Kevin nodded. “People think you’re making the Amish look bad, like you’re out to get them. They think you’re picking on them. They’ve been calling, writing, even stopping by. A man just stopped by this afternoon before you got back from that house fire. He was pretty upset. People here like to think of the Amish as, well, as perfect as those cute little Amish dolls they sell in those souvenir shops.”
“And you’re taking their complaints seriously?”
“I have to; I’m a businessman. I have a business to run. At this rate I might start losing subscribers.”

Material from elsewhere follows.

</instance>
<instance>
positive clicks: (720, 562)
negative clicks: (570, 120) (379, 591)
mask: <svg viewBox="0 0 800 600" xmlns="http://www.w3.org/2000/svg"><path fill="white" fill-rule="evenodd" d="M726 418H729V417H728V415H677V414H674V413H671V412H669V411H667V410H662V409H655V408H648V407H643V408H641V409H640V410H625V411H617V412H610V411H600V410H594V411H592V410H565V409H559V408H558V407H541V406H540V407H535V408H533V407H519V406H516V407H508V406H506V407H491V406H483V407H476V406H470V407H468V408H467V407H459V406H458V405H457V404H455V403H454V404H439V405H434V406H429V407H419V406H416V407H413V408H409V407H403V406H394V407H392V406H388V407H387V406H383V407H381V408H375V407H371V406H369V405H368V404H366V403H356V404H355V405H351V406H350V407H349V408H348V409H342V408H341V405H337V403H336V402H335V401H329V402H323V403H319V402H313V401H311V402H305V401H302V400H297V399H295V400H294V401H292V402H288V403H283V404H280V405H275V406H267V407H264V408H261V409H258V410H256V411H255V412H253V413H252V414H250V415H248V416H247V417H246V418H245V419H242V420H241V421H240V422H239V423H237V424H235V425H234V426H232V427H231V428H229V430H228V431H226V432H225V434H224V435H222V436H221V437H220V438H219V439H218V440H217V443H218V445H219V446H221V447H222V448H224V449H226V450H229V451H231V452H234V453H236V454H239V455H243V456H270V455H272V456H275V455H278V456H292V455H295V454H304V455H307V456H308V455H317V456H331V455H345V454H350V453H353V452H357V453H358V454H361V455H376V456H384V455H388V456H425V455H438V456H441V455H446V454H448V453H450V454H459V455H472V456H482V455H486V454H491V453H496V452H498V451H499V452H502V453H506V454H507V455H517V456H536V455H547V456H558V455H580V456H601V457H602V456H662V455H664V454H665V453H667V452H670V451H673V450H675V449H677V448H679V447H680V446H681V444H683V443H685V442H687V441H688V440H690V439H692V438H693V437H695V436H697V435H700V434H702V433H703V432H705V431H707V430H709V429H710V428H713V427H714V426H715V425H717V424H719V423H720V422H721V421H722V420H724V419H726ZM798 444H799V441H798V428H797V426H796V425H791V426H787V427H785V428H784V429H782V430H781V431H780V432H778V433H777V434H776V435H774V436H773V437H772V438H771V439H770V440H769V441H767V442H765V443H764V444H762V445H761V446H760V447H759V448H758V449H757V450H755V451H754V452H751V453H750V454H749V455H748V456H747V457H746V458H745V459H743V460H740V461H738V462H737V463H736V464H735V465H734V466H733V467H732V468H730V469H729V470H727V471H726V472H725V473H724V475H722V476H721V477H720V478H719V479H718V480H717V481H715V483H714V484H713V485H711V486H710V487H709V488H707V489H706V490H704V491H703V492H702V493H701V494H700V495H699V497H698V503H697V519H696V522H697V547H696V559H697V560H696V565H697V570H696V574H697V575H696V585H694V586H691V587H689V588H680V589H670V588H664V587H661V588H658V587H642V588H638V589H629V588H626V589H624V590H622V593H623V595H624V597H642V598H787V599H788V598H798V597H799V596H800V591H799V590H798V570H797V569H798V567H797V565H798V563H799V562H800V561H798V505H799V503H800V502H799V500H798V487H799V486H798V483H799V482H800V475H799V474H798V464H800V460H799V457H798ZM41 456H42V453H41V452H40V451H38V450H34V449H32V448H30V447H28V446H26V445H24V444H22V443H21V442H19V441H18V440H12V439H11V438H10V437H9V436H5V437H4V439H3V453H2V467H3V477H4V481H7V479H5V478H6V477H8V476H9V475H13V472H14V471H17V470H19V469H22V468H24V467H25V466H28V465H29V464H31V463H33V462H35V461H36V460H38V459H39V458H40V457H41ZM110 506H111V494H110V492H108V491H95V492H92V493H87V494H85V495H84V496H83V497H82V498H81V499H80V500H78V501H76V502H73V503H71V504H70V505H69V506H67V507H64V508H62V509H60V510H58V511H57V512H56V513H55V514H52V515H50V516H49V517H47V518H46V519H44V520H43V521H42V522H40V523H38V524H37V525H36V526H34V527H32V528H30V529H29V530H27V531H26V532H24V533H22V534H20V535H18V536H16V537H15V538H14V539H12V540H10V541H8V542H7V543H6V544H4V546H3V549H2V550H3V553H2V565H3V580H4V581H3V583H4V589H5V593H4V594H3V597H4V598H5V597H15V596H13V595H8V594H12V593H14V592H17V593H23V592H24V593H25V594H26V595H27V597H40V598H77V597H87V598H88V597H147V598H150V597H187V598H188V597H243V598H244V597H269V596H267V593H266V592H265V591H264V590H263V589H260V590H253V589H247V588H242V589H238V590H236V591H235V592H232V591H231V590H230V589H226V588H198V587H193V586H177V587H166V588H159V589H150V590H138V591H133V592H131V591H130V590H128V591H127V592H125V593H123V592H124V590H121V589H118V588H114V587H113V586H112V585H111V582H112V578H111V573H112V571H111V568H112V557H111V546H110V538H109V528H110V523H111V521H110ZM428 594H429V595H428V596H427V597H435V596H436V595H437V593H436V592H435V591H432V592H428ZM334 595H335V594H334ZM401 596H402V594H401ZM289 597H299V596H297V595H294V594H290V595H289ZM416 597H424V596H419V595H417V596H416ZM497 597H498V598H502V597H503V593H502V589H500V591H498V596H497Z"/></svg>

“Kevin, I want you to see something….” Aiden rummaged through one of his desk drawers. Finding what he wanted, he waved a folder of papers before Kevin’s eyes. “While I was going over some old police reports on Kyle Yoder, I came across something else about an Amish man a few years ago who was found dead. I don’t think you even wrote a story on it. It just so happens a few months before, the police were called out to his farm after some English lady reported a disturbance at their house. The police suspected he was beating his wife, but she refused to press charges. Since the Amish don’t believe in divorce, the ministers shipped him off to some mental hospital in Michigan for treatment. I asked Joe Karpin about it, and he told me that while the husband was gone, another Amish man started to help the wife with her farm work. A few weeks after the other man came back from Michigan, he was found dead, headfirst in a cistern. The police wrote it off as an accidental drowning. No further questions. Doesn’t that seem a bit strange?”